Rédacteur en chef du quotidien Akhbar Al Yaoum, Soulaimane Raissouni a été interpellé le vendredi 22 mai 2020 à Casablanca, avant d’être présenté le dimanche suivant devant le procureur général de Casablanca. Celui-ci a déféré le journaliste de 48 ans ce lundi devant le juge d’instruction de la Cour d’appel de Casablanca, qui a ordonné “de placer Soulaimane Raissouni en détention préventive pour les besoins d’une enquête sur des faits présumés d’attentat à la pudeur avec violence et séquestration”, d’après une déclaration de son avocat Said Benhoummani accordée à l’AFP.

Le journaliste risque jusqu’à 10 ans de réclusion criminelle, selon les dispositions de l’article 485 du Code pénal. L’arrestation de Soulaimane Raissouni intervient suite à une publication mi-mai d’un activiste de la communauté LGBT, A. M., dans laquelle il accuse le rédacteur en chef d’Akhbar Al Yaoum de “lui avoir sauté dessus” et d’avoir “profité de sa faiblesse et de sa santé morale pour assouvir ses désirs sexuels”.

Cette agression présumée remonterait à la fin 2018 selon A. M., “lorsque l’épouse de Soulaimane Raissouni (lui) avait proposé de collaborer sur un film traitant de la communauté LGBT”, raconte-t-il dans sa publication. Sur sa page Facebook, A. M. a également publié une photo d’une convocation par la police judiciaire de Marrakech, datée du 20 mai 2020.

Nous exprimons notre entière solidarité avec le journaliste marocain Soulaimane Raissouni, rédacteur en chef du journal arabophone Akhbar el Yaoum, victime d’une campagne de diffamation relayée par les médias en ligne proches des services de renseignement”, a tweeté le directeur de Reporters sans frontières (RSF), Christophe Deloire, le soir de l’arrestation de Soulaimane Raissouni.

D’autres personnalités de la société civile ont préféré afficher leur soutien aux victimes présumées d’agression sexuelle. “La culture du viol a de beaux jours devant elle. La solidarité envers l’accusé ou comment mettre en doute la parole du plaignant”, a commenté Ibtissame Betty Lachgar, cofondatrice du Mouvement alternatif pour les libertés individuelles (MALI).

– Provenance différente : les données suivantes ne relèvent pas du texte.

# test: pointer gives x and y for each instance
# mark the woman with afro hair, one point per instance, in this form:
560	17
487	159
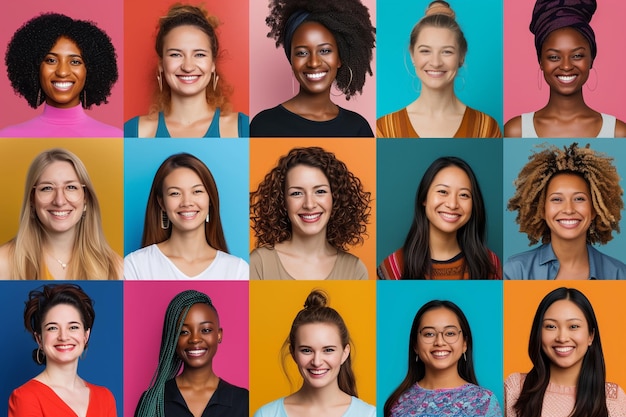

Le président de l’Association marocaine des droits de l’Homme, Aziz Ghali, a fait le parallèle ce lundi 25 mai à l’antenne de France 24 entre l’arrestation de Soulaimane Raissouni et celle de Taoufik Bouachrine, fondateur et ex-directeur de publication d’Akhbar Al Yaoum, en février 2018. Celui-ci avait été condamné à 12 ans de prison en novembre 2018 pour “traite d’êtres humains”, “abus de pouvoir à des fins sexuelles” et “viol et tentative de viol” sur plusieurs de ses collaboratrices au journal, avant de voir sa peine alourdie en appel à 15 ans, en octobre 2019.

Les deux affaires se ressemblent, Soulaimane Raissouni a été lui aussi arrêté un vendredi soir après une large descente de police, 40 agents pour Bouachrine et 15 pour Raissouni. Les deux hommes n’avaient pas été préalablement convoqués, alors que Raissouni aurait répondu présent à une convocation du Ministère public”, a-t-il comparé, craignant “que l’affaire Raissouni ne prenne la même trajectoire de celle de Bouachrine”.

Un “comité de solidarité avec le journaliste Soulaimane Raissouni” a été formé ce mardi 26 mai. Son “secrétariat permanent” se compose de plusieurs figures de la société civile, dont la militante des droits de l’Homme Khadija Riyadi, l’historien Maâti Monjib, du cadre d’Al Adl Wal Ihsane Hassan Bennajeh, mais aussi de Hajar Raissouni, journaliste à Akhbar Al Yaoum et nièce de Soulaimane.

Celle-ci avait été condamnée en septembre dernier à un an de prison pour “avortement illégal” et “relations sexuelles hors mariage”, avant d’être graciée deux semaines plus tard par le roi Mohammed VI.